Erdoğan ve Schröder: Yol arkadaşları
İktidarda bulunduğu dönem boyunca Schröder'in, “Türkiye’nin yeni güçlü adamı Erdoğan” ile “siyasi dostluk bağı” oluşturduğuna dikkat çekilen kitabın 904’ncü sayfasında da Schröder'in Erdoğan ile birlikte çekilmiş bir fotoğrafı da yer aldı.
Resim altı yazısında “Yol arkadaşları” ifadesine yer verilirken Schröder’in başbakanlığı devrettik sonra Erdoğan ile görüşmelere devam ettiği hatta 2009 yılında doğum günü kutlamasına Erdoğan’ın da geldiği aktarıldı.
Almanya-Türkiye ilişkilerinde inişli çıkışlı dönemlere de değinilen kitapta, 2005 yılında 1915 Ermeni olaylarına ilişkin gerilim de değerlendirildi. Almanya Federal Meclisi’nde Ermeni soykırım iddialarına ilişkin bir kararın kabul edilmesi nedeniyle Erdoğan dostum diye nitelendirdiği Schröder’e sert çıkarak ‘Ben omurgalı, kemikli siyaseti severim’ açıklamasını yapmıştı.

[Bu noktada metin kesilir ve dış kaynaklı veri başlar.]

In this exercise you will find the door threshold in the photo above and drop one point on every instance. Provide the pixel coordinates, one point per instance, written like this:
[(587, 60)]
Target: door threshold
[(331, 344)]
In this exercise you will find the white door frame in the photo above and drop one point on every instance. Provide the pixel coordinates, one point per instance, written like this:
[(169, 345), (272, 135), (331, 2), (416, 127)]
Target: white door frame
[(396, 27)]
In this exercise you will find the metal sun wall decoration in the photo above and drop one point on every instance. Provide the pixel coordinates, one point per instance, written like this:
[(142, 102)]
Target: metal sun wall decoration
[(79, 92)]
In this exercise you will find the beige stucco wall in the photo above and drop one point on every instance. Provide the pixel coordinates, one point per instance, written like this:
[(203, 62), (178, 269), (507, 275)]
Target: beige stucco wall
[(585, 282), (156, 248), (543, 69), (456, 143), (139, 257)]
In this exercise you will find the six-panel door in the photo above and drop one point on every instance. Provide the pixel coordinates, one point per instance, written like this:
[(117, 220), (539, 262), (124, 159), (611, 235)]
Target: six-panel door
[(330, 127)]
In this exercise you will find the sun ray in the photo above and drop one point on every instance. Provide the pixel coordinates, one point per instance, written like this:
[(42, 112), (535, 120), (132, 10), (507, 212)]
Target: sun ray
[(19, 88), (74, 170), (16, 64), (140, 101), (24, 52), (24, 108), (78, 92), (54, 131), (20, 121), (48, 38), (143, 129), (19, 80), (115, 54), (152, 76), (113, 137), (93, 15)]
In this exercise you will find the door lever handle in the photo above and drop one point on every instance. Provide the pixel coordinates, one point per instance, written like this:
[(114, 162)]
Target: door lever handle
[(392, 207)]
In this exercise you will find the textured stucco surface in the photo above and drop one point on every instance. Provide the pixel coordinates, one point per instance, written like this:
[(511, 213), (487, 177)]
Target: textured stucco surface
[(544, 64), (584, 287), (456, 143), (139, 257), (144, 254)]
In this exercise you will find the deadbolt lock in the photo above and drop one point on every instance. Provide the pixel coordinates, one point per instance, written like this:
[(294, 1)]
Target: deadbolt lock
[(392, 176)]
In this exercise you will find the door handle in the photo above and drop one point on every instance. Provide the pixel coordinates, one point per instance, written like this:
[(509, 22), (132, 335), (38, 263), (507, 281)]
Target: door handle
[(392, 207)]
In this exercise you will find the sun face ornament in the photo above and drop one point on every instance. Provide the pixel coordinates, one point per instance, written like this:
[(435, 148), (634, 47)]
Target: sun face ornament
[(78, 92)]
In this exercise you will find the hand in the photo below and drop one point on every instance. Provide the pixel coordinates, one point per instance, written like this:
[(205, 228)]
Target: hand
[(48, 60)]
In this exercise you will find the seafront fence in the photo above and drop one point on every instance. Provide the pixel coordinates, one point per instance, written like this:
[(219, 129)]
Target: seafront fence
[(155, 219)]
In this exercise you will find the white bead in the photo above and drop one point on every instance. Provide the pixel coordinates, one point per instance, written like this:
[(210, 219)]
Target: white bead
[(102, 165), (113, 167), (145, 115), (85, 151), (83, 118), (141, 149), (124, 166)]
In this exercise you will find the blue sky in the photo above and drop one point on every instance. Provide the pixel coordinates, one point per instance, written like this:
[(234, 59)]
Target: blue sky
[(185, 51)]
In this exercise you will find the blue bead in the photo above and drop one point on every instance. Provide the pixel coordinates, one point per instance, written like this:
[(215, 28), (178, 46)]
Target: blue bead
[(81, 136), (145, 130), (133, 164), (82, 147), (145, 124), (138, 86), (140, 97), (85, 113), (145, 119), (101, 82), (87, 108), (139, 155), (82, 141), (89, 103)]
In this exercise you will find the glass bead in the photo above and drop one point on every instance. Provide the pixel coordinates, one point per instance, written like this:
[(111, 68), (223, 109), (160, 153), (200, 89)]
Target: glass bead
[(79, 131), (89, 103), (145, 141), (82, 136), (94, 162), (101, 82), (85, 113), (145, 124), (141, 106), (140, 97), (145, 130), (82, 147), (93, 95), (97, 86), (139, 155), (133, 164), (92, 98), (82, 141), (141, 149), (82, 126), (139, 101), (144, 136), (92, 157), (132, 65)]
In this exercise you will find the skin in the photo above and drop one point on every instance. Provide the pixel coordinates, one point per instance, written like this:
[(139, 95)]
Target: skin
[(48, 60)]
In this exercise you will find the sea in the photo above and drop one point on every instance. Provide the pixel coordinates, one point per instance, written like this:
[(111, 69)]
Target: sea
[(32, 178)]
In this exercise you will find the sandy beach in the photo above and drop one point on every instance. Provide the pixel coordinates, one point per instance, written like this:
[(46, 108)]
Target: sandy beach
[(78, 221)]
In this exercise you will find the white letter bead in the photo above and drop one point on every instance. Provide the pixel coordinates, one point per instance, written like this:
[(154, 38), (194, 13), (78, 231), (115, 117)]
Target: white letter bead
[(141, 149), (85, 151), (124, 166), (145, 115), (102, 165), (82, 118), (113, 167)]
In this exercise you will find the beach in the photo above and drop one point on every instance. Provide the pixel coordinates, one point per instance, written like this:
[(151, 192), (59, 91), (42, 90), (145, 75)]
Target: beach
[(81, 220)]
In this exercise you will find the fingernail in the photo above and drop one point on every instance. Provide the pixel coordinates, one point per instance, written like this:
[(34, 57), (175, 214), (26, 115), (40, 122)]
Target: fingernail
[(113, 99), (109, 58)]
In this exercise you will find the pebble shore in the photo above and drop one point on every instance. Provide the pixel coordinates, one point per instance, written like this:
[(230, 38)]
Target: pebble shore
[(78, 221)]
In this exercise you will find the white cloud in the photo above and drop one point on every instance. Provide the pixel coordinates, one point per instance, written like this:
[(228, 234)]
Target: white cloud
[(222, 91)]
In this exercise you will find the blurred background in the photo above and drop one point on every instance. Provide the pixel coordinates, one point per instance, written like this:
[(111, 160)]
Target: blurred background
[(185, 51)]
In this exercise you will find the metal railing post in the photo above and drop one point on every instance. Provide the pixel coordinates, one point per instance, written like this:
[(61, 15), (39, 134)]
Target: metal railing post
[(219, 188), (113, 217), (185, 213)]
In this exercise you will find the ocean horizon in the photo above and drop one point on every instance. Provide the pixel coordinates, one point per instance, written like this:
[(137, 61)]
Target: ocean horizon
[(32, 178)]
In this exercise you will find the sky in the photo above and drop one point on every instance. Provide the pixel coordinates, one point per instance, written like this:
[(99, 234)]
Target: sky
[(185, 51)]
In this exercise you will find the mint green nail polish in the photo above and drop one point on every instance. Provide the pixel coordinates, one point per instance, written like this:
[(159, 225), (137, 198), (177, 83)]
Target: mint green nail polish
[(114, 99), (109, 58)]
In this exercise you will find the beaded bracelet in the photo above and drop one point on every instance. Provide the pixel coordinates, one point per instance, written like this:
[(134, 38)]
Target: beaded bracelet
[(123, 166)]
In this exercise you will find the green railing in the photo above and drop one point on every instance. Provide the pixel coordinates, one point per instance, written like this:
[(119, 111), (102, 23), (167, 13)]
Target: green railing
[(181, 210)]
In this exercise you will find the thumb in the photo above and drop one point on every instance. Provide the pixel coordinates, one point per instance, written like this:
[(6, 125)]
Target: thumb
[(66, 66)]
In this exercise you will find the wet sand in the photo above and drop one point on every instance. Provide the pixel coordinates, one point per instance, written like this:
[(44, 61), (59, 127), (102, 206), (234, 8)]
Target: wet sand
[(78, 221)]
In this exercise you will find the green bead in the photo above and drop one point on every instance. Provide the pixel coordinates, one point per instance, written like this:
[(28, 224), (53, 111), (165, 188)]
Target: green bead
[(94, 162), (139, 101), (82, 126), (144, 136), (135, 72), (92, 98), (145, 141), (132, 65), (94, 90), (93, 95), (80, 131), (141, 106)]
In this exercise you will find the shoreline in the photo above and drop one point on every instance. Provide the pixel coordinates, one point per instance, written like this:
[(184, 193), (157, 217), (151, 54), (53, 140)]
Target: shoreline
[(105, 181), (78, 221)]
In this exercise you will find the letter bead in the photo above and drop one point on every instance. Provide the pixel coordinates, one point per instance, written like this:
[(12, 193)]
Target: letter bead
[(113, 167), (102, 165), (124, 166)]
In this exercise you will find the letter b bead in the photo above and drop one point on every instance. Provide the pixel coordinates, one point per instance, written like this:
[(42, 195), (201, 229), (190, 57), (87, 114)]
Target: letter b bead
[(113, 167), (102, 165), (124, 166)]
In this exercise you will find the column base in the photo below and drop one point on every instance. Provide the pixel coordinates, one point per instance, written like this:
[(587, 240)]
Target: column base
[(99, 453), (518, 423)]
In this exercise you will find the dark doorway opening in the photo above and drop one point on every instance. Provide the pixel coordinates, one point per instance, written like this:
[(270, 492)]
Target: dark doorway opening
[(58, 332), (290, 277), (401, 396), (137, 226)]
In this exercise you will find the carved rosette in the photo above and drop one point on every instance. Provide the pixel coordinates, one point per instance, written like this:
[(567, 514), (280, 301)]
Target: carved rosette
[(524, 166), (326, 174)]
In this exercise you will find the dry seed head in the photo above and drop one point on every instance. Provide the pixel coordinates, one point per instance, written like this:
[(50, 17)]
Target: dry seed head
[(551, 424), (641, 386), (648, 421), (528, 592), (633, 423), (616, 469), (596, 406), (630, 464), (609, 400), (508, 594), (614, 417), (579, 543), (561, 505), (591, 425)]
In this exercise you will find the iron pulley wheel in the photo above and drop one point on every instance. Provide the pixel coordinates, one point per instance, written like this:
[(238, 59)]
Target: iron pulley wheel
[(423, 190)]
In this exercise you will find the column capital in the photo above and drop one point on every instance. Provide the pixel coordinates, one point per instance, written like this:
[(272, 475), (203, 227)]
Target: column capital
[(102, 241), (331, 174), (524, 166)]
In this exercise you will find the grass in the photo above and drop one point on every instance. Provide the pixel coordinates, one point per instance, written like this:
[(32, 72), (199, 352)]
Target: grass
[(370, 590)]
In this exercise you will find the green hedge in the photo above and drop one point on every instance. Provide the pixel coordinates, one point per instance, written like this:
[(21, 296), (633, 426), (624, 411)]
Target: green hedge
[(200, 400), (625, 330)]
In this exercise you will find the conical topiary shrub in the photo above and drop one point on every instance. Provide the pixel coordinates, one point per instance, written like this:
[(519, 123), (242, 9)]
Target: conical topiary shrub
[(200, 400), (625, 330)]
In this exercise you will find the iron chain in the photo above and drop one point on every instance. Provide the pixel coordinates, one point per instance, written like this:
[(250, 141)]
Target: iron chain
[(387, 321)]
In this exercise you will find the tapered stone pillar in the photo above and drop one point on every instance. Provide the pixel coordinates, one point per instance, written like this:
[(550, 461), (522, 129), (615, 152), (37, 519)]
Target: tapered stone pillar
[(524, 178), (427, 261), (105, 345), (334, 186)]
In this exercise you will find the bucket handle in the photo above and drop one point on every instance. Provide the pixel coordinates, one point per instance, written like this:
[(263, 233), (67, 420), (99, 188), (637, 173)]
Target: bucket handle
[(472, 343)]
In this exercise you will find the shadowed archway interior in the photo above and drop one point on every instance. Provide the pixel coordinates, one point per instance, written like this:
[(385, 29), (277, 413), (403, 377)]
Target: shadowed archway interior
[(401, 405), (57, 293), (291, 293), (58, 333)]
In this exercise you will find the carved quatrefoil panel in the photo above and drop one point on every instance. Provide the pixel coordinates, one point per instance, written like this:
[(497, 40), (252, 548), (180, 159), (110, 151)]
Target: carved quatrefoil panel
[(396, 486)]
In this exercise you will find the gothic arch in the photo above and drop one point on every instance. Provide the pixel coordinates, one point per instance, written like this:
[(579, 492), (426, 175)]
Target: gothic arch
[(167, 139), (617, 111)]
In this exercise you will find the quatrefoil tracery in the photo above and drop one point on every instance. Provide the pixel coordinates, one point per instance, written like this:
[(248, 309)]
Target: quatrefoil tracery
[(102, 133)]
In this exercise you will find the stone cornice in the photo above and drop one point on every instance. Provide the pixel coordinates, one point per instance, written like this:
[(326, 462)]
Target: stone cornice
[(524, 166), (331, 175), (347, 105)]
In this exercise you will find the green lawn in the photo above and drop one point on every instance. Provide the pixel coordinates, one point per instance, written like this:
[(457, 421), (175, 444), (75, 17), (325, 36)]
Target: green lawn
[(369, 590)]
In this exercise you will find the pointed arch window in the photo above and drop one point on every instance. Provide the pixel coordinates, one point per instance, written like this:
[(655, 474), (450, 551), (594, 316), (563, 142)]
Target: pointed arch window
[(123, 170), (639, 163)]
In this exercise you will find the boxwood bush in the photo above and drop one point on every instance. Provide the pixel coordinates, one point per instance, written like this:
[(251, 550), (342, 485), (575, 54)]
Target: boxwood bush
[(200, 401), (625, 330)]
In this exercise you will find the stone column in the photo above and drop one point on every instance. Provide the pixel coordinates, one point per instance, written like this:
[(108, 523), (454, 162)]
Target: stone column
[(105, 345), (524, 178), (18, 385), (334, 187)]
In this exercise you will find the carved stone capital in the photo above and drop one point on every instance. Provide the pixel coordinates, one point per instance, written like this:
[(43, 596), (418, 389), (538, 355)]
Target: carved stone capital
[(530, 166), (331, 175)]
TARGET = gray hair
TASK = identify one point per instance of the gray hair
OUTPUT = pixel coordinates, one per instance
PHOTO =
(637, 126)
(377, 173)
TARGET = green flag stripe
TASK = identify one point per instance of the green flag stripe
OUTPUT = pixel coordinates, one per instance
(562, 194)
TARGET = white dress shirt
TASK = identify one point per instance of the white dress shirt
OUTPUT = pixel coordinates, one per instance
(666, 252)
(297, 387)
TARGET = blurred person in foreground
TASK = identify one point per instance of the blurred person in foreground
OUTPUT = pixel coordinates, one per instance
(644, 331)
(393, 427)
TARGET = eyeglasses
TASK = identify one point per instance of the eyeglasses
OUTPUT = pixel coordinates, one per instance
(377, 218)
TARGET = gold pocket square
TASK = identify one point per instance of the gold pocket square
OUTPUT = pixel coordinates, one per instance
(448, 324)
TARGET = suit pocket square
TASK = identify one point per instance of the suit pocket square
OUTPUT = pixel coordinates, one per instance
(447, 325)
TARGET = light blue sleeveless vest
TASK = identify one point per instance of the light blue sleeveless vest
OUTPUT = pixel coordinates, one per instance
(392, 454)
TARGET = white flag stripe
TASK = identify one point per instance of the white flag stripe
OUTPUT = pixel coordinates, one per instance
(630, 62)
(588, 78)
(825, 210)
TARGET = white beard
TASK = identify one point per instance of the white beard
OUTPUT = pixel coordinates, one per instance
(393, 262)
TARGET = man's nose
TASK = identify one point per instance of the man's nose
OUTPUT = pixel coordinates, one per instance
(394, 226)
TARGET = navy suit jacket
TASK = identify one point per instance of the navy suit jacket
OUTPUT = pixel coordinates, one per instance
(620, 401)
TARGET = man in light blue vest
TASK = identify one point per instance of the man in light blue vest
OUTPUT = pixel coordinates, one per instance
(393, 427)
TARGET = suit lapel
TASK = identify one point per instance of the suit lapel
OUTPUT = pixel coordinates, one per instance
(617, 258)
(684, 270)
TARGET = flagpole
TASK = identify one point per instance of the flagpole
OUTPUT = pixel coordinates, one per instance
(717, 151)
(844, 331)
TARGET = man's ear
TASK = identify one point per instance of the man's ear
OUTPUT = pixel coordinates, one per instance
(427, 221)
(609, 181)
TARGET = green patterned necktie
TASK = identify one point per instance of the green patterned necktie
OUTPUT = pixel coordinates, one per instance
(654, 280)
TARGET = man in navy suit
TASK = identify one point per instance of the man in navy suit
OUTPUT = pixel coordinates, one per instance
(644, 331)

Kitapta bu açıklamalara değinilmezken, Schröder'in 2005 yılındaki Ankara ziyaretinin gerilimli geçtiği kayda geçirildi ve şu bilgilere yer verildi: “Bir yandan AB, Almanya’nın da baskısı sayesinde, 3 Ekim’de müzakareleri başlattı. Diğer yandan daha önce olduğu gibi ortadan kaldırılması zorunlu engeller var. Bunlara Türkiye’nin, Hristiyan Ermenileri katliamı eklendi. Tartışmanın kaynağı 1915-1916 yıllarında yüz binlerce kişinin öldüğü soykırımın 90’ncı yıldönümü. O dönem Osmanlı’nın müttefiki olması nedeniyle konu Almanya’yla da ilgili.”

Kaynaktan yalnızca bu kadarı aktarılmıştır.